En sus novelas especula siempre con la importancia que tiene una decisión mínima a la hora de cambiar una vida. Lo aprendió siendo adolescente, un verano que estaba en un campamento y un día vio cómo, en mitad de una gran tormenta, caía un rayo y mataba a un muchacho a unos pocos metros de donde él estaba. Y tuvo la prueba definitiva el día que conoció a Siri Hustvedt, su esposa. Él se había divorciado poco antes, regresaba de un viaje y no tenía muchas ganas de salir, pero estaba invitado a una lectura poética protagonizada por una mujer con la que tiempo atrás había tenido una relación. Cuando llegó a la sala, vio que no conocía a nadie, hasta que entró un joven con quien había coincidido en unas clases, acompañado por una muchacha muy bella, que supuso que era su novia. Se acercó a saludar al chico, quien le presentó a la joven. Justo cuando él pensaba despedirse y regresar a su casa vio cómo el chico se separaba de ambos y se iba a charlar con otra persona. Entonces entendió que no eran novios. «Desde aquella tarde, Siri y yo no nos hemos separado», explicó el lunes. Y se preguntó: «¿Qué habría sido de mi vida en estos 36 años si me hubiese despedido de ellos medio minuto antes?»

8. La poesía

No solo es novelista y guionista. Auster ha escrito relatos, libros autobiográficos… y poesía. La editorial Seix Barral, que ahora publica ‘4 3 2 1’, lanzó hace unos años un volumen con su ‘Poesía completa’. Ahí está, entre otros, su poema ‘Habla de fuego’, que termina así: «He llegado tan lejos/ por ti: la voz/ cuyo eco resuena en mí/ ya no es la mía».

9. Sus muchos premios

No es que los galardones añadan valor a una obra literaria pero el hecho de que un autor esté en posesión de muchos e importantes premios siempre es significativo. Auster ganó el Príncipe de Asturias de las Letras en 2006, el Médicis en 1993 y es comandante de la Orden de las Artes y las Letras de Francia. ‘4 3 2 1’ está en la ‘lista larga’ (compuesta por trece títulos, los finalistas se conocerán en octubre) para el Booker Prize, el más relevante galardón concedido a una sola obra de la literatura en inglés. Desde hace no menos de diez años figura en puestos relevantes en las apuestas para el Nobel de Literatura.
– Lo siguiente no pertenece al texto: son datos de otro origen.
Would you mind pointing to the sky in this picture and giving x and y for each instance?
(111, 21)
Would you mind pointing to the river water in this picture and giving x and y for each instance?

10. Por su gran calidad narrativa

Auster ha sido siempre un narrador directo y eficaz, con un dominio muy grande de los recursos narrativos y una elevada capacidad para introducir voces narrativas y alterar los tiempos. En ‘4 3 2 1’ sublima todo eso pero cambia el estilo. Aquí las frases son más largas y elaboradas y el eje narrativo se articula en torno a un tiempo fragmentado y paralelo que sin embargo no se hace de difícil lectura.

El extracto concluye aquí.